Diesen günstigen Moment benutzt Isabell, um ebenfalls aufzuspringen und in umgekehrter Richtung zu verschwinden. Sie findet auch sofort einen Ausgang und ist im Augenblick draußen vor der Tür. Sie hetzt zu der verabredeten Stelle. Ulla steht schon da und winkt. Neben ihr steht ein junger Mann.

»Wo hast du denn deinen netten Kavalier?« witzelt Ulla. »Wir stehen schon seit zehn Minuten hier.«

Isabells Gesicht wird immer frostiger. Sie nickt dem jungen Mann hochmütig zu und wendet sich dann an Ulla.

»Ich habe dich den ganzen Abend wie eine Stecknadel gesucht«, platzt sie ärgerlich heraus.

»Ich hatte den Eindruck, daß du dich blendend amüsierst«, gibt Ulla zurück. »Wenn ich gemerkt hätte, daß du dich langweilst, wäre ich bestimmt gekommen.

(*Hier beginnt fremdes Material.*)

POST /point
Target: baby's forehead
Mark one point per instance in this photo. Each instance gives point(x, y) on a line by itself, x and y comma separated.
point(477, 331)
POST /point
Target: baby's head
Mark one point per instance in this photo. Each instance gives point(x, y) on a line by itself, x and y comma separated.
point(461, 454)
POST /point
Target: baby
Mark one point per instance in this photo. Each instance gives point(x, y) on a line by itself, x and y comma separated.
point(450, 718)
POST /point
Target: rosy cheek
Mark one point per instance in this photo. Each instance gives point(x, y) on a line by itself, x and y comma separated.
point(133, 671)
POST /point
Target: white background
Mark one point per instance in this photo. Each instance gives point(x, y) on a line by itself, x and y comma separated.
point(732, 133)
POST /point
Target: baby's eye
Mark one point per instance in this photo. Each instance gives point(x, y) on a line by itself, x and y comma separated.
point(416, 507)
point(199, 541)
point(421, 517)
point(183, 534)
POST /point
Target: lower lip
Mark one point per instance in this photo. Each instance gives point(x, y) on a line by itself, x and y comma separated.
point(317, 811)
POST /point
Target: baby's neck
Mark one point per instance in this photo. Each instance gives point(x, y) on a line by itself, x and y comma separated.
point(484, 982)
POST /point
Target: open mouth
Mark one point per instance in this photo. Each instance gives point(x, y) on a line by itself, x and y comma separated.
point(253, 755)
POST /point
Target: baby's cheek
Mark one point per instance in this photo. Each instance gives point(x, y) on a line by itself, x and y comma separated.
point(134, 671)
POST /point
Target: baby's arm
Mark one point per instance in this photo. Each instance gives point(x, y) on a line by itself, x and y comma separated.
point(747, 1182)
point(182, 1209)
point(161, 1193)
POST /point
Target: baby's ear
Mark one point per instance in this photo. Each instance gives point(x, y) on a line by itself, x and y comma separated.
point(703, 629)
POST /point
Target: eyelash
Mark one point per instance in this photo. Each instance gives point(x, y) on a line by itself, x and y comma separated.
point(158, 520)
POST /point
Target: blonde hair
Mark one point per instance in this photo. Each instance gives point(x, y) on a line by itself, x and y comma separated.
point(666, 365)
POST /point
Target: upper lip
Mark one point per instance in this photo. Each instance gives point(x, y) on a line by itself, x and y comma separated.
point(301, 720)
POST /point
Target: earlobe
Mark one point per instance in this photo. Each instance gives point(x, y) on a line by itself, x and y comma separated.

Wo ist denn dein Tänzer?«

»Das interessiert mich nicht«, gibt Isabell kalt zu verstehen. »Wir müssen weg hier… Sofort! Sonst findet er mich.«

Sie zieht Ulla heftig am Arm.

»Wie du willst«, sagt Ulla, »ich dachte, der junge Mann würde dir gut gefallen. Es sah nämlich so aus.«

»Für ein paar Stunden, gewiß. Aber nun ist die Sache für mich erledigt. Wenn wir uns nicht beeilen, kommt alles heraus.«

Ulla und der junge Mann folgen Isabell, die einfach losrennt. »Halt!« ruft Ulla, als sie auf der Dorfstraße sind. »Warte, Isabell! Wir fahren doch zurück. Wir brauchen nicht zu gehen. Herr Brinkmann fährt uns mit seinem Wagen zurück. Er weiß Bescheid. Und wenn du einen Augenblick Zeit gehabt hättest, hätte ich ihn dir schon vor zehn Minuten vorgestellt.«

Isabell gibt keine Antwort. Der fremde junge Mann ist ihr gleichgültig. Sie findet es höchstens empörend, daß Ulla ihr Geheimnis bereits preisgegeben hat. Dabei sollte alles doch nur ein kleiner Scherz sein.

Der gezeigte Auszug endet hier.